Fan Fiction Goes Mainstream

I've always found fan fiction fascinating, not enough to actually read much of it nor write it, but I like the idea of fans being so into a character or fictional universe that they want to tell their own stories about Star Trek, Superman, Harry Potter, or whatever.

And "whatever" is the word for it.  If a cultural construct has any level of popularity, then you can bet you'll find some fan fiction about it.  Always thought professional wrestlers Rowdy Roddy Piper and Ric Flair should have had a gay love affair?  There's a story for you.  Sad that Douglas Adams is deceased and can't keep expanding The Hitchhiker's Guide To The Galaxy trilogy?  Here's 537 stories for you.  And it goes on and on into the infinity of imagination.

It's certainly easy to make fun of fan fiction between all the wish fulfillment and bad grammar found in much of it, but, despite the detractors, it seems to have become more respectable as of late.  Perhaps this is due to the extraordinary success of the 50 Shades book series, which began as Twilight fanfic.

Apparently, now "real" publishers are engaging in fan fiction themselves.  Thus, we have the DC Comics release Before Watchmen, comics featuring the characters created by Alan Moore and Dave Gibbons for Watchmen, one of the most popular and critically acclaimed comic books of all time.

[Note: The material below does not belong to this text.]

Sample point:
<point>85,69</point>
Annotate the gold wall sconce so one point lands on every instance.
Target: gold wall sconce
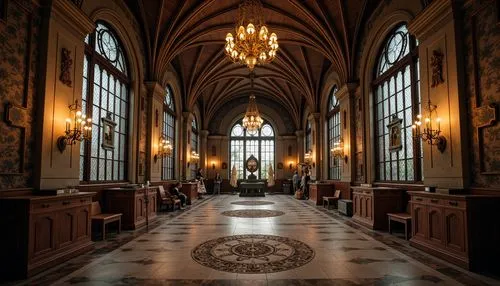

Moore and Gibbons are nowhere to be found in these new Watchmen comics, and Moore has objected to them (Gibbons seems content to perhaps just make some extra money).  A vigorous debate over the ethics of the new Watchmen comics has been going on among comics creators and fans with people arguing that the new comics are fine since the Watchmen characters are based on old Charlton comics characters (funny then that DC didn't just put out another Blue Beetle comic instead), Moore does the same thing with his League of Extraordinary Gentlemen comics (as far as I can tell, no author, most of whom are long dead anyway, has complained about Moore's use of her or his character), and that DC owns the characters anyway (actually, Moore and Gibbons got cheated and only Moore's decision not to bother suing likely allows DC to get away with the Watchmen prequels).

All in all, if it's Watchmen and not by Moore and Gibbons, then it's fan fiction, albeit corporate fan fiction which doesn't even have the charm of a fan's enthusiasm. I guess ultimately one would call it a cash grab before the comics industry goes more or less completely bellyup (according to a Superman comic I have from 1968, the average issue of Superman sold 649,300 copies a month; in 2012, the latest issue sold 59,081 copies--you can plot out the rest of the trajectory yourself).  I loved Watchmen, but I won't be reading these comics.